KEY The MODIFY operations SUPPRESS and SUPPRESS DATA remove from the list of code entries and data entries respectively nominated entry point names. This can be useful after LINKing or BINDing when it is known that all references to the entry point have been satisfied internally and it is not intended that any other software should have access to it. After the entry point has been SUPPRESSed then the loader will have no knowledge of it at load time so no time will be wasted adding it to the loader tables and there will be fewer entry names to search. Note that when a MODIFY run has been completed, a new object file has been created which reflects the changes requested. If you were to perform SATISFY type operations - whether explicitly in SATISFY REF or SATISFY DATA, or implicitly as in calls of BIND - and SUPPRESS operations in the same MODIFY run, then the order in which these were done would be immaterial since MODIFY still has access to the original file. However, if in one run you SUPPRESSed a particular entry then in a subsequent run you would not be able to use it to SATISFY any internal references. This situation might arise if, for instance, you were linking in new modules to an existing object file which contained references to an entry previously SUPPRESSed.

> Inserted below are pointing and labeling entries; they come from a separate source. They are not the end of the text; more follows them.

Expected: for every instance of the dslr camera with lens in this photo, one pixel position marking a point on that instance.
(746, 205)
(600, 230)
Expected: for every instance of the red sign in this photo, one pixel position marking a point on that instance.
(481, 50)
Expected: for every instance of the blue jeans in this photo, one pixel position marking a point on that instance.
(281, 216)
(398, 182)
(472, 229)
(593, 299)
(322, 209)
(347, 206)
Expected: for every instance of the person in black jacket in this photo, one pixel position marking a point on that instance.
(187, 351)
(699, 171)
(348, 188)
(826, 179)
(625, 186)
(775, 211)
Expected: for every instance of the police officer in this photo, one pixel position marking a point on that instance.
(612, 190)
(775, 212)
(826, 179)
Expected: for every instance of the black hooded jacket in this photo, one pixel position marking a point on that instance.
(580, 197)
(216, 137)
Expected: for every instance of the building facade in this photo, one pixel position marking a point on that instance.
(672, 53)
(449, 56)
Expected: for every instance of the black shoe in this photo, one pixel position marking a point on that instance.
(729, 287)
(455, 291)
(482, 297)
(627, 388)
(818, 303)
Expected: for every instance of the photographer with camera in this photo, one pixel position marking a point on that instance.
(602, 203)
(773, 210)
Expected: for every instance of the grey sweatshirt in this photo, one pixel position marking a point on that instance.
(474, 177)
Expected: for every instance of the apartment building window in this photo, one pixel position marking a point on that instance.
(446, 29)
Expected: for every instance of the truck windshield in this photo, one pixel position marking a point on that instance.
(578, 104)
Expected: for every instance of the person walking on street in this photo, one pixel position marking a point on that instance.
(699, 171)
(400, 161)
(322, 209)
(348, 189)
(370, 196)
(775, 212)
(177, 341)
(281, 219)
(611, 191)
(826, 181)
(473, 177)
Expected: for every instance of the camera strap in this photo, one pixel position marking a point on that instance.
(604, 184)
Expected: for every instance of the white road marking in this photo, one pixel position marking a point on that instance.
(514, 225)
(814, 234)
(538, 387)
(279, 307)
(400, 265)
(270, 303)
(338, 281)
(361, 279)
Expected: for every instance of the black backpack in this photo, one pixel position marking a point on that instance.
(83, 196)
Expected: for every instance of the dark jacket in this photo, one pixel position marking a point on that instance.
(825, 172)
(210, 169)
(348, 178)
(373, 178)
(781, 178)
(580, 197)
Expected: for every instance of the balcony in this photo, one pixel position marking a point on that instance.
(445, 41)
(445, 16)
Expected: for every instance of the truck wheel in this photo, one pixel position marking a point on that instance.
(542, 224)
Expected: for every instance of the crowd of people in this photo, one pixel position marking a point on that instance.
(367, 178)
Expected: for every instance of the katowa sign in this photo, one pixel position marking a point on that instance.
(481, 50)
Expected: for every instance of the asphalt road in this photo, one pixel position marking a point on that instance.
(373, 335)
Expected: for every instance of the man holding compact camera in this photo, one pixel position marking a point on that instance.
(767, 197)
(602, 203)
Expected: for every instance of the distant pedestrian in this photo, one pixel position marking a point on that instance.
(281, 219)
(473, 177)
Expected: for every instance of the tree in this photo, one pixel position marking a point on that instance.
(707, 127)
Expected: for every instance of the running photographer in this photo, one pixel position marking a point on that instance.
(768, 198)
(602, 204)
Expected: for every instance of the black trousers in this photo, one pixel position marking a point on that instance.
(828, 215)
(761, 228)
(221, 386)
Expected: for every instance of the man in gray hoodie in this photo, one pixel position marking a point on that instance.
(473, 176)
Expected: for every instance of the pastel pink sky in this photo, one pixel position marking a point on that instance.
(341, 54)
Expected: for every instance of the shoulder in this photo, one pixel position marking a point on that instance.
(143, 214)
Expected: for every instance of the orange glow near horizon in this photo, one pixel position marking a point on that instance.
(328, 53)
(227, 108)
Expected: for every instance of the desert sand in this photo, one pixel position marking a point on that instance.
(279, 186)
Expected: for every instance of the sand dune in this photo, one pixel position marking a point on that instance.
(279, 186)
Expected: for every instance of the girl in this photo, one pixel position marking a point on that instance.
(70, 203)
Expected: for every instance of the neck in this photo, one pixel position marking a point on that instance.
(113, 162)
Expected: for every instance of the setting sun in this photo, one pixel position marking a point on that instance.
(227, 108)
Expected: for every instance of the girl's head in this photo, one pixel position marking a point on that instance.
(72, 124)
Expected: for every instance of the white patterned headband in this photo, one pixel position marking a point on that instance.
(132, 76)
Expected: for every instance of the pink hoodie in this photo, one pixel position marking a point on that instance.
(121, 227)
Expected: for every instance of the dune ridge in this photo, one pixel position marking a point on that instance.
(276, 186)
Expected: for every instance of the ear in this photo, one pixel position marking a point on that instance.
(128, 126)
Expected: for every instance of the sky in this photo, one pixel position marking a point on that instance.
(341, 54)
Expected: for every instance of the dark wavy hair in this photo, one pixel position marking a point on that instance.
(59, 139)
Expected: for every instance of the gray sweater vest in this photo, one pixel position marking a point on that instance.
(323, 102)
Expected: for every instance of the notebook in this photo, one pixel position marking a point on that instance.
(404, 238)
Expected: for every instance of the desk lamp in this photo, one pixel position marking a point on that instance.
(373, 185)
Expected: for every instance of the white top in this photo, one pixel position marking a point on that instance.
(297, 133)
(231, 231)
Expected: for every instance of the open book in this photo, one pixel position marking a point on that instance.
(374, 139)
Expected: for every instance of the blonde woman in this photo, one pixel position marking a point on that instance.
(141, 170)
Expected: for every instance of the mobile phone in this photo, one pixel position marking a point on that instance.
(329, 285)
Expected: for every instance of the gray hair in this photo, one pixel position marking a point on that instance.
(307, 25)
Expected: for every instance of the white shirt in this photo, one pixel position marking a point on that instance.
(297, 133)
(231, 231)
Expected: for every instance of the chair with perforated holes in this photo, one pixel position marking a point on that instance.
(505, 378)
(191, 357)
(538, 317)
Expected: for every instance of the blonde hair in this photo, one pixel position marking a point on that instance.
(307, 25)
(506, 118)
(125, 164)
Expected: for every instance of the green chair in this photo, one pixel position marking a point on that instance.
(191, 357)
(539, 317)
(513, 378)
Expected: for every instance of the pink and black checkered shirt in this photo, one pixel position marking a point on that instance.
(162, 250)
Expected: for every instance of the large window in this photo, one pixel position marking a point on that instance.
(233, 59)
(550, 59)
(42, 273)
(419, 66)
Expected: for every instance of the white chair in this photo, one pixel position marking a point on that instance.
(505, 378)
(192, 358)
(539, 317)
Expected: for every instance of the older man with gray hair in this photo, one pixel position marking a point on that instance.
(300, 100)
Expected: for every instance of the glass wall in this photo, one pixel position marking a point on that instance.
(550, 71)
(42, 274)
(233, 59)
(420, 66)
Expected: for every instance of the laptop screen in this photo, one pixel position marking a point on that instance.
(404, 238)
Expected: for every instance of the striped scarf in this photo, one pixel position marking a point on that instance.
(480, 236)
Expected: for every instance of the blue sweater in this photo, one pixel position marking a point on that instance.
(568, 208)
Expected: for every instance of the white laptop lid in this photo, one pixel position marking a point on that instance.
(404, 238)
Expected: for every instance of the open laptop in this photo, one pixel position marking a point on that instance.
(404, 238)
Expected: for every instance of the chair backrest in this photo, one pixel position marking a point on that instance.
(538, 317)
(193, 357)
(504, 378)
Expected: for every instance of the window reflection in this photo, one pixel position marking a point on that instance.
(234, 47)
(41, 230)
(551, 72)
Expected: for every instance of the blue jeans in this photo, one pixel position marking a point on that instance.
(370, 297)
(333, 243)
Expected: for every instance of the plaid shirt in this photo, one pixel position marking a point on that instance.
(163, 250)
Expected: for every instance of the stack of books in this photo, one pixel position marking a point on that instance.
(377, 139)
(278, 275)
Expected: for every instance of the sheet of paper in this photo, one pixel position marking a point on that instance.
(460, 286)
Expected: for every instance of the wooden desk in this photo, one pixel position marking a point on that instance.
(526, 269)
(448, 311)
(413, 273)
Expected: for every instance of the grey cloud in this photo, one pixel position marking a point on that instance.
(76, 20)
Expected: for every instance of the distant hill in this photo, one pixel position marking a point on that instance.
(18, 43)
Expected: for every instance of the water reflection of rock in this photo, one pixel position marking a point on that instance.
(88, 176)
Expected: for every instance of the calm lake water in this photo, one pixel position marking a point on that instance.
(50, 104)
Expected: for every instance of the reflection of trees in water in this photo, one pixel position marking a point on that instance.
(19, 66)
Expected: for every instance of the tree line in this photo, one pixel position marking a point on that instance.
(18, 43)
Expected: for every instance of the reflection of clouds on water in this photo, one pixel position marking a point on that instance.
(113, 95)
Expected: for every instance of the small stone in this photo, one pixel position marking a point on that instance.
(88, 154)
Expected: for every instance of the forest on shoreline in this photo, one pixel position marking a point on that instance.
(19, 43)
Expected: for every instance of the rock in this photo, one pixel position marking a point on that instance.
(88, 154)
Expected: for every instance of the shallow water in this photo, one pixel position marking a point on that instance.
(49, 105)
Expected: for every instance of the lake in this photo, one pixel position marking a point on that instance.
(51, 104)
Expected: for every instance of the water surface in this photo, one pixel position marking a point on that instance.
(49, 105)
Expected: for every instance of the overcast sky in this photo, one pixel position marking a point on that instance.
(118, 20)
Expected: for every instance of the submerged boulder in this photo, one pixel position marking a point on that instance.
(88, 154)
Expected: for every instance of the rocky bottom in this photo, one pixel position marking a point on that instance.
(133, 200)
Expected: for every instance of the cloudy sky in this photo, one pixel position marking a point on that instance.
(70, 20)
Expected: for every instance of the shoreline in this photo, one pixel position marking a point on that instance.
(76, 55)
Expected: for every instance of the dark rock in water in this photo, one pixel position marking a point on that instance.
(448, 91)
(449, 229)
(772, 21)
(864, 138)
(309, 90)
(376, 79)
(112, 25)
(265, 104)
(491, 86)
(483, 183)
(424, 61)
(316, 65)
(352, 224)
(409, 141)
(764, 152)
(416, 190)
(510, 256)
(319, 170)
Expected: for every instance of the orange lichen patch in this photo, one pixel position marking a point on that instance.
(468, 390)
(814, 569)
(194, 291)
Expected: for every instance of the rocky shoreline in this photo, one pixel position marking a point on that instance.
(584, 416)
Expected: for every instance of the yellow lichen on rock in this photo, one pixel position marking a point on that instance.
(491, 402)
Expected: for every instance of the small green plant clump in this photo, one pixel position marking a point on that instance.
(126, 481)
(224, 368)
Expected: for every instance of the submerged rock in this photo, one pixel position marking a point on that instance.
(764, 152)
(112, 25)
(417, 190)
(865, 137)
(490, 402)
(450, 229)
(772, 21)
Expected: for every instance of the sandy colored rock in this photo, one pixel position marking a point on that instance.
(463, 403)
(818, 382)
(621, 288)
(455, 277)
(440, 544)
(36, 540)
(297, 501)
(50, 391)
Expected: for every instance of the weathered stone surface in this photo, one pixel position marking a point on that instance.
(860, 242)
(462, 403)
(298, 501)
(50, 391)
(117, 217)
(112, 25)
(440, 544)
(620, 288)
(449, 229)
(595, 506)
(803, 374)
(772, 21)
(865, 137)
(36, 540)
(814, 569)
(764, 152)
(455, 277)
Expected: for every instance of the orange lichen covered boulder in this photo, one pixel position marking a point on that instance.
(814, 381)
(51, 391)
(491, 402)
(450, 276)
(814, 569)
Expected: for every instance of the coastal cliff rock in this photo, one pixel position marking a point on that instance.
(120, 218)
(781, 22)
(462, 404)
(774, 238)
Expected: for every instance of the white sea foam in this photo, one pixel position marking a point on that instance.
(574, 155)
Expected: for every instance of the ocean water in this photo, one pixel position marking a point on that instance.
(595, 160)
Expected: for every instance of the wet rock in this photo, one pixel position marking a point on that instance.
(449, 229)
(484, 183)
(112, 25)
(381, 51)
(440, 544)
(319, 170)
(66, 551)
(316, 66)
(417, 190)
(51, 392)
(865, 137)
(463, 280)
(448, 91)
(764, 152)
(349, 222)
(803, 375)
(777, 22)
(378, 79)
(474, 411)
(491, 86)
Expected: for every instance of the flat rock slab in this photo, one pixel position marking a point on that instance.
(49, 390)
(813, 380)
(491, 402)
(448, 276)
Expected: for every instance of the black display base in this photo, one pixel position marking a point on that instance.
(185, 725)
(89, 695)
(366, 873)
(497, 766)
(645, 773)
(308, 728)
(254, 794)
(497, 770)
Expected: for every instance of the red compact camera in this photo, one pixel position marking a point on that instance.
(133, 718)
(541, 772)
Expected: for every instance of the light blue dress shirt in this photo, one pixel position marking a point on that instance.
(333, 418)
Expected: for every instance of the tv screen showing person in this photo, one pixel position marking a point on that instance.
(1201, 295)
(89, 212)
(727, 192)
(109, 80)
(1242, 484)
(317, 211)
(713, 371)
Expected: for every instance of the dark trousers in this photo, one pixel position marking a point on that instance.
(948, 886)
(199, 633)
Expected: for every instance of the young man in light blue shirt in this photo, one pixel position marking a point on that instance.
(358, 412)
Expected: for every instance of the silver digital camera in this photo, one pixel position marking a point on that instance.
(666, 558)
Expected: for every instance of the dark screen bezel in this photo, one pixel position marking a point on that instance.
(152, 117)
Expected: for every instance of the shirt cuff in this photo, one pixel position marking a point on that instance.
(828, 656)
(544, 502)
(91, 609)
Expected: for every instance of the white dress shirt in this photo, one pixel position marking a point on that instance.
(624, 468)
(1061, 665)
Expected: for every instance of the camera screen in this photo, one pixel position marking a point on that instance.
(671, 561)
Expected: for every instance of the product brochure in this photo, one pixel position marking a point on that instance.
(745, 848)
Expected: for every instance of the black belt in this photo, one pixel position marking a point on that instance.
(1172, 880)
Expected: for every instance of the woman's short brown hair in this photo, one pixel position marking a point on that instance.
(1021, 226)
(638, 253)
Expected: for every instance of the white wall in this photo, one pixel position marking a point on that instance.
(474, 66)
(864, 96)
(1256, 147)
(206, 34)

Of course, you might wish to do the opposite and ensure that a given reference is satisfied externally and not internally. In such cases the entry should be SUPPRESSed as soon as possible, taking care not to call an explicit or implicit SATISFY operation in the same run. This offers another route to the testing of a new version of a routine without recompiling everything, (See 4. above), although in this case the MODIFY should be done on a copy of the master object file as an entry once SUPPRESSed cannot be un-SUPPRESSed by another call of MODIFY.